Chapter 5 on starting the flock discusses the pros and cons of buying locally or from an online hatchery. Here I learned something that will change how I purchase baby chicks online. (Because they need no food or water for the first day or two or even three, they can be sent through the mail.) You can choose all females, all males, or “straight run,” which is roughly half and half. I had assumed that we would get all females but then — gulp — I read this on page 49:
Since the majority of hatchery orders are for pullet chicks only, it becomes impossible for hatcheries to sell the unwanted cockerel chicks–however many “cockerel specials” they offer. It is simply a fact of life in the business, therefore, that excess cockerels are killed, by the hundreds of thousands, by [3 different methods I won’t go into here but at least 2 of them sound cruel–Zana]. The reader may well choose otherwise, but my choice–since learning that my pullets-only orders necessitate the treatment of living creatures like so much disposable garbage–has been to make straight run orders exclusively.

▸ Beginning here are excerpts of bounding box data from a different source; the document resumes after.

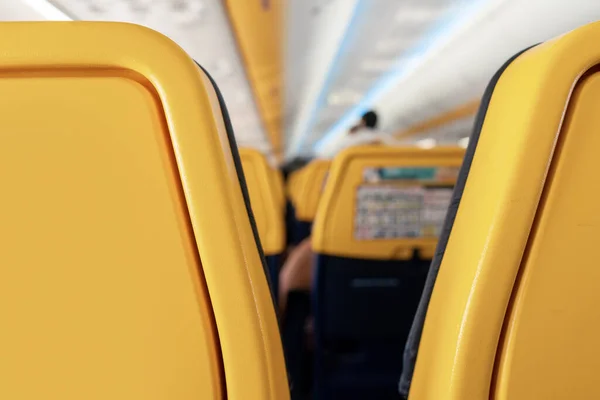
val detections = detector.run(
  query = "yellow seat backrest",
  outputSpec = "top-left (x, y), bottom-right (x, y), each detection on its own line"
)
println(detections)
top-left (0, 22), bottom-right (288, 400)
top-left (312, 146), bottom-right (464, 260)
top-left (240, 149), bottom-right (285, 256)
top-left (410, 23), bottom-right (600, 400)
top-left (293, 159), bottom-right (331, 222)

On the same page, he cautions you that if you do order straight run, most of the males will have to be culled, that is butchered, before they mature. You will not find it easy to give them away or to find someone else to butcher them for you. Death is part of life.
Part Two: Basic Care covers housing, managing the chickens’ manure, watering, pasture and the joys of electric fencing, and mobile shelters. One of the most interesting points to me in this section was the information that you need a lot of ventilation in the house, and that insulation and heat are either not needed or very minimally. It’s important to give your chickens access to the outdoors, for their well being.
Chapter 7, Manure Management in the Poultry House: The Joys of Deep Litter, was an eye-opener. I didn’t realize how effectively you can use the manure in combination with leaves or wood shavings, provided your chickens have enough space, ideally 5 square feet per bird in their house but denser can work too.
Part Three: Working Partners describes how chickens can help you improve the soil you have and help in your garden.
Part Four: Feeding the Small-Scale Flock includes Ussery’s reflection on feeding, using purchased feeds, making your own feeds, and feeding a flock from home resources.
Part Five: Other Management Issues describes the behavior of cocks, introducing younger chickens into the flock, mixing species, protecting the flock from predators such as dogs, foxes, and even weasels. There are also chapters on chicken health, managing the flock in winter, and other domestic fowl.
Part Six: Breeding the Small-Scale Flock is a how-to section with an overview, as you would expect from Ussery. It includes a chapter on working with broody hens.
Part Seven: Poultry for the Table covers butchering poultry, cooking eggs and chicken, and selling your poultry or eggs to small local markets.
The book ends with an epilogue called The Big Picture, and a bunch of useful appendices.